As his career progressed, like a lot of athletes who are in the limelight, I think Tiger was careful with what he said to the media.
Your split with Tiger was cordial. Can you talk a little about it?
I started with Tiger in 2010, obviously post-2009, and it was a bit of a different time. We went through a lot together. At a deeper level, when you go through all that stuff, it strengthens a friendship. I think Tiger knows that I always had his best interest at heart, or at least tried to do the best I could all the time. So, yeah, we had some tough things and we had some really special moments. That friendship is built more on respect than just on like. Overall, I greatly appreciated all he did for me as a person and for my career — and probably vice versa.
You guys are still friends and talk too.
Yeah, we still talk.

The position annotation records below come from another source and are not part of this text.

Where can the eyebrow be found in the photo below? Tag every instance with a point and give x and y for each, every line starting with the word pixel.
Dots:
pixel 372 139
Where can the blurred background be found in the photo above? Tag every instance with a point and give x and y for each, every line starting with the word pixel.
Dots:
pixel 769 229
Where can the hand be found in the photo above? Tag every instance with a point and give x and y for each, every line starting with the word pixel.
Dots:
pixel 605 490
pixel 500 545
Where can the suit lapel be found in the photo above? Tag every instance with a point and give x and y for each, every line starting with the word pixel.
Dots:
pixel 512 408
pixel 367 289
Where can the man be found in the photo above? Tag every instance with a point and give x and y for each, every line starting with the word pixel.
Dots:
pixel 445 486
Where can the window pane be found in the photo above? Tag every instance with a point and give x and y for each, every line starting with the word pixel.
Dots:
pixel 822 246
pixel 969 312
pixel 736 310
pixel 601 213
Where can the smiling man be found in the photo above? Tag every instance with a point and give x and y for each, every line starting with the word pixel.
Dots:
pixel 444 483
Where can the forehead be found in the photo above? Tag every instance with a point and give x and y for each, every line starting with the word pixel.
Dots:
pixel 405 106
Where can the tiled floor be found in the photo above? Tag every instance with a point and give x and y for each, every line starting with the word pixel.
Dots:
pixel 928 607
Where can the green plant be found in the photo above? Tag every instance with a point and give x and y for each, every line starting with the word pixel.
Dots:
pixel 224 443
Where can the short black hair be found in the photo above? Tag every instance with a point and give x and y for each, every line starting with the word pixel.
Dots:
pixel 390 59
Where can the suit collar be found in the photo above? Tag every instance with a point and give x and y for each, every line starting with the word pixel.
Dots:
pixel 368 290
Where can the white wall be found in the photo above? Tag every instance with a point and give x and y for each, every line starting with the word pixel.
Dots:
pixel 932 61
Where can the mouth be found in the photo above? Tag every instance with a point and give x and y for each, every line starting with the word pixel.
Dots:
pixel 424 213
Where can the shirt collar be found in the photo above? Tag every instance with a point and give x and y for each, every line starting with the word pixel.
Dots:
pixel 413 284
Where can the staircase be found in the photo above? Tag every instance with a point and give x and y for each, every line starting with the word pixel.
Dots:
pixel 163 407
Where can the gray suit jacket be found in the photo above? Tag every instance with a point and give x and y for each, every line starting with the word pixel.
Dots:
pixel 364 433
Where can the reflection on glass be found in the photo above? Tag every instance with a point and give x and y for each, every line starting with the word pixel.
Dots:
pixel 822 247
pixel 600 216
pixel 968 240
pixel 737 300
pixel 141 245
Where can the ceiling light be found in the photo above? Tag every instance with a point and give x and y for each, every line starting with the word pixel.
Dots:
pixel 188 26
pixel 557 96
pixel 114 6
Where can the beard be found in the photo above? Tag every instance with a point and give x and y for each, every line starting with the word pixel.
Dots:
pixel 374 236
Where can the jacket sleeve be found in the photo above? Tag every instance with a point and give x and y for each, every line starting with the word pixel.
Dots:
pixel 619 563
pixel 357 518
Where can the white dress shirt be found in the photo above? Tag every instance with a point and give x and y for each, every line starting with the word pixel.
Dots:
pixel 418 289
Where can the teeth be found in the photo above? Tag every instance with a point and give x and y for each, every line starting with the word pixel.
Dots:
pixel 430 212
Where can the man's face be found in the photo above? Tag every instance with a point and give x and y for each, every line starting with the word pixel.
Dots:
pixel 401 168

I still talk to all my past students on tour. It’s not a personal decision when guys split. It’s a business decision. You don’t take it personally.
You spend all this time with somebody, get to know them, see what they went through, even went through it with them, that increases your understanding and respect for a person. That’s my guy. I’m still a big fan. Should’ve seen me the other day when he was playing in the Bahamas [Nov. 30-Dec. 3]; I was checking my phone every few minutes. I was just upset they didn’t have a shot tracker!
I was with the kids at my academy, and we were watching him on the front nine on Sunday. It was amazing to look at the excitement on a 12-year-old’s face, who wasn’t even born when Tiger was doing the brunt of his masterpieces, and that kid was losing his mind and just not able to focus on anything else.
It was amazing to see, but it’s what that guy brings to the game.
Speaking of the Hero World Challenge, what did you think of how he looked in his latest return?
I thought he looked great. He was solid everywhere. Obviously, every time he chipped they were going to talk about it. But if you paid attention to every other player, they were putting and using 3-woods from well off the fringe. The Bermuda grain was pretty nasty out there.
So I thought he chipped well, his bunker play was good, as was his wedge play. He putted incredibly, drove it very nicely and hit a couple of epic 2-irons — some vintage TW stuff.
If you listened to his interviews from that week, he used the word ‘grateful’ multiple times. I think that’s a very good sign. When people become more humble, they become more grateful. I’d guess that during his time off, he focused on something and understood something about himself, and if that leads him to being more grateful for himself and the people around him, that’s not necessarily a good sign for his competitors.
At the same time, you’ll notice the excitement other players have about his return. People ask me, ‘Do you think they mean it when they say that?’ Of course they do. The year before Tiger came on tour, the leading money winner earned less than $2 million. Last year it was almost $10 million. Many of these guys grew up watching those Sundays in the red shirt. A lot of them will tell you that inspired them to want to be there on Sundays — and now they are. We can’t de-signify what he’s done to the game and for the game.
I couldn’t think of a better afternoon than him in contention on Sunday at the Masters. When he’s out there, it just looks right.
How do you view Tiger’s overall impact on the game, and what influence will his return have on the upcoming season?
Tiger has had the single greatest influence on the game of golf since its origin. In his absence, it just doesn’t feel the same. Not only am I grateful to have worked with him, but have been one of his biggest fans for nearly 30 years. As a fan, I am excited to see him compete again. As his friend, I am glad to see him doing what he loves so much. His return is only going to be a great thing for golf and will benefit all of the guys who have played so well and worked so hard to keep professional golf strong in his absence. The game is in a great place, and only Tiger can take it to a greater place.